Germany: visa waiting times “discouraging and demotivating”

Published 14/01/2020

Prospective students seeking to study in Germany were affected by multi-month visa waiting times at embassies around the world in 2019, with students in India, Morocco and Cameroon being affected by waiting times up to one year.

According to the Neue Osnabrücker Zeitung, students applying at 24 embassies and missions had to wait over eight weeks to receive an appointment to apply for a visa.

“Multi-month visa waiting times are unacceptable and have a discouraging and demotivating effect for international talent,” Kai Gehring, the Greens’ spokesman for research and higher education policy, told the Neue Osnabrücker Zeitung.

Egypt, Uzbekistan and Tajikistan were the only countries where students did not suffer from long delays at German embassies.

“Visa wait times of a year and more can hurt Germany’s appeal as a destination for international students,” Study.EU founder and CEO, Gerrit Bruno Blöss said.

“Multi-month visa waiting times are unacceptable”

“The problem is exacerbated by Germany’s commonly late application deadlines.
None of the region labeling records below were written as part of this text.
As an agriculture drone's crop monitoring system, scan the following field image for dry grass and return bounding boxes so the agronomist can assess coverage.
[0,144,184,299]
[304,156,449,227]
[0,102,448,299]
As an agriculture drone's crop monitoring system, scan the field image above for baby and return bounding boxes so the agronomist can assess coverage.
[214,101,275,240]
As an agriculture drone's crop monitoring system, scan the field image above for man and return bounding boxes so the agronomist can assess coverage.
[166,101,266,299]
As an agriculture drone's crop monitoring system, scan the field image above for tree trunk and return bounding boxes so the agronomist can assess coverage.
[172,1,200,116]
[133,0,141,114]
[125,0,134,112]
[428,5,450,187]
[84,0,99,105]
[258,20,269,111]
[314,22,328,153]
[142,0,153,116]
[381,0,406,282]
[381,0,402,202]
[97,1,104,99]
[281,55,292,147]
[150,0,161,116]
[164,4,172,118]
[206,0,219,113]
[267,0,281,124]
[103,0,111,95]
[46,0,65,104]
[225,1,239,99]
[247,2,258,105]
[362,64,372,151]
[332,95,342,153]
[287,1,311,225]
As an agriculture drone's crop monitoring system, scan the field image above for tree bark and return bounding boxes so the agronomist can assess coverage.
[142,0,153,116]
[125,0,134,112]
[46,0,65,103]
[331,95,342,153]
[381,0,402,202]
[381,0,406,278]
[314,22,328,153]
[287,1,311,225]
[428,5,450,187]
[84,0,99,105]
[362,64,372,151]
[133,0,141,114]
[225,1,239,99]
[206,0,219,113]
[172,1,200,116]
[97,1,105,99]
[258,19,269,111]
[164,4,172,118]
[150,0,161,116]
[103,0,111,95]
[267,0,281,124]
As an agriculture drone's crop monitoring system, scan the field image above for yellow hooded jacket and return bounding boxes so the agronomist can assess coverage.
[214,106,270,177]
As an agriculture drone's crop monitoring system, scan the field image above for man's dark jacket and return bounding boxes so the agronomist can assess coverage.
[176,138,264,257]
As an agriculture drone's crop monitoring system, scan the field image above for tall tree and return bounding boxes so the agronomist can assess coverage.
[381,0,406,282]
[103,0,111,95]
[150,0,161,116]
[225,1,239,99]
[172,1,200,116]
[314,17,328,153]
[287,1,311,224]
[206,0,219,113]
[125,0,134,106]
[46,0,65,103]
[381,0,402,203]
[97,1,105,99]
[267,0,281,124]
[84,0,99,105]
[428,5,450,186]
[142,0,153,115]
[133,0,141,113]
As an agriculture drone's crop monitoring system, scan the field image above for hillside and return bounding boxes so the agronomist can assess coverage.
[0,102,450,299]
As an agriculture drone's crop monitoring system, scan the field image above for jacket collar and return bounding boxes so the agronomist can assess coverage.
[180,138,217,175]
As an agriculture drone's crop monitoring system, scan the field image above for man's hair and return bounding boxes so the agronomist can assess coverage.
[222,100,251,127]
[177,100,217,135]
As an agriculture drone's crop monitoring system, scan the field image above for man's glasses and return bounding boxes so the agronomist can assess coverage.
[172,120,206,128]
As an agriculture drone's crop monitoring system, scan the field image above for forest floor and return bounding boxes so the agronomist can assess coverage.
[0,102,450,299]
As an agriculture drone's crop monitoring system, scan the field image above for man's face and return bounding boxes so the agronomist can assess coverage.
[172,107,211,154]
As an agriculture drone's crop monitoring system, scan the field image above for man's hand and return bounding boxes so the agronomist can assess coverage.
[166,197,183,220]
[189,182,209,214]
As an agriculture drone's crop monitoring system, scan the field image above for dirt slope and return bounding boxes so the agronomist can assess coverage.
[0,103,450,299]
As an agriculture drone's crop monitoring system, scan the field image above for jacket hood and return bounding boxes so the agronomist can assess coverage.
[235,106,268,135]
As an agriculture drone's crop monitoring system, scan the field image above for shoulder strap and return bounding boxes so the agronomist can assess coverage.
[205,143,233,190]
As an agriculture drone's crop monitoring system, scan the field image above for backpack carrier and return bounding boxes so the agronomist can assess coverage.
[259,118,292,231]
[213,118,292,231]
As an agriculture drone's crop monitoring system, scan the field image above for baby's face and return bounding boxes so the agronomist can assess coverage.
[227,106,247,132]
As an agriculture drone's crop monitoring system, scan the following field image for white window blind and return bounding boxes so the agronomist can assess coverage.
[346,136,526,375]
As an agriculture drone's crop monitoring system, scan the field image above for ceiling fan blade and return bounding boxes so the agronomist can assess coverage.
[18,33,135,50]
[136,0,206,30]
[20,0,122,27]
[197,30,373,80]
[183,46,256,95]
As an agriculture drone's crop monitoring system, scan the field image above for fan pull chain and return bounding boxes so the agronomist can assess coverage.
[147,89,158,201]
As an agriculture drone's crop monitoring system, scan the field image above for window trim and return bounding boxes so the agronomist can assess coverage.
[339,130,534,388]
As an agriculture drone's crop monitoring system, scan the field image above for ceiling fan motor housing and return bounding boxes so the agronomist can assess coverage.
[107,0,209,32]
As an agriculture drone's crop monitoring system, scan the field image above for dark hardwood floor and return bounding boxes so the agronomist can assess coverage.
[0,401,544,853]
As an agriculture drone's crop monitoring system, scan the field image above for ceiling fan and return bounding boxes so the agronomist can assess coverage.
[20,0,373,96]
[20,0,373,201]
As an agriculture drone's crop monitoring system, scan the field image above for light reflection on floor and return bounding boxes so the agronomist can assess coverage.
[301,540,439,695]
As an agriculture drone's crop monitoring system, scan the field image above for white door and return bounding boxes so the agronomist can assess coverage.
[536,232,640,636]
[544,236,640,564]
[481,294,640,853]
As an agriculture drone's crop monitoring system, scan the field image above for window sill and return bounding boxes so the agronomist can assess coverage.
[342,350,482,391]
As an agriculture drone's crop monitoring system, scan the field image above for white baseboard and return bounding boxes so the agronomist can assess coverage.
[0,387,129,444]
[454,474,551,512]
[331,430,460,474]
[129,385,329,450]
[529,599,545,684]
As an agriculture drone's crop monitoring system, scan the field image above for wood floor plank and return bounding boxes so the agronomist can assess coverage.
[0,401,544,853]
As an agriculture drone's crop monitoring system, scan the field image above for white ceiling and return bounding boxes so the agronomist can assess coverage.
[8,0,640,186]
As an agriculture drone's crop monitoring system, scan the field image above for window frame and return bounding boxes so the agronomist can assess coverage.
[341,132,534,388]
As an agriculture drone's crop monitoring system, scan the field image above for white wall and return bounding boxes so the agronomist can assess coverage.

For most courses, applications close from late May to mid-July, and offers are sometimes not sent before August.”

A Stifterverband policy paper, released in September 2019, found that long visa waiting times contributed to 38% of non-EU students it surveyed arriving in Germany after the start of the semester.

Of the 900 students asked, 18% arrived more than two weeks after the semester had begun in 2018.

“The government has started prioritising “highly qualified” applicants,” Blöss explained.

Students applying at the New Delhi embassy in India waiting times dropped from 28 weeks to 3 weeks if the applicant was qualified, a researcher or a scientist, data revealed.

Similarly Pakistani students applying in Islamabad waited for 42, while qualified students, researchers and scientists were waiting 37, 15 and 1 week(s), respectively.

Speaking with The PIE News, executive director of MyGermanUniversity Tobias Bargmann called on Germany’s five missions in India “to standardise and considerably simplify the process of obtaining a visa for Indian students”.

“It is a scandal why an Indian student – depending on the consular jurisdiction in which he or she falls – has to wait twice as long for a visa appointment,” he told The PIE.

The issue also results in some students missing preparatory language courses

Of the 282,000 Bildungsauslaender in 2018 – international students who completed their higher education entrance qualifications outside of Germany – India was the second largest source country after China, sending more than 17,000 students.

The visa waiting time problem is worrying, Bargmann added, since one in 10 international students in Germany comes from India, Cameroon and Morocco.

More broadly, the proportion of students reporting that they had very long visa waiting times to MyGU counsellors doubled in 2019.

The issue also results in some students missing preparatory language courses or orientation weeks, meaning they “start at a disadvantage from the outset”, Bargmann indicated.

“Due to the long waiting times when appointments are made and until the visa decision is made, it is virtually impossible for many students to plan their studies, so that they decide to study in other countries,” he said.

Chair of the German Association for International Education (DAIA) Martin Bickl said it is clear that German embassies must follow due process in granting visas.

“This may involve extensive background checks that may take a little longer,” he said.

“What is unacceptable, though, is that a small number of embassies make prospective students wait months for their first appointment in which evidence is submitted or verified.”

“How can a student convert an offer into an enrolment within four months when the waiting time for a first appointment is half a year?,” he asked.

The times also “send out a message of international students not being welcome, not being a priority for Germany”.

“[This] is what worries us most as Germany puts its reputation at risk,” he said.

“Students not being able to enrol is a personal loss for them but also a loss for Germany as a country looking to attract the world’s brightest minds to further advance its excellence in science and research.”

However, the organisation recognises the effort the Foreign Office is making to shorten visa appointment waiting times, Bickl said.

“I think we are on the right track. It will take a while for measures like additional visa processing staff to kick in but I am confident that within a couple of years Germany’s visa processing times will be back in line with its excellence in science and research,” Bickl noted.

The German Academic Exchange Service (DAAD) must improve cooperation with German missions abroad and German universities on the subject of visas, Bargmann added.

“All those involved must pull together on the visa issue,” he said.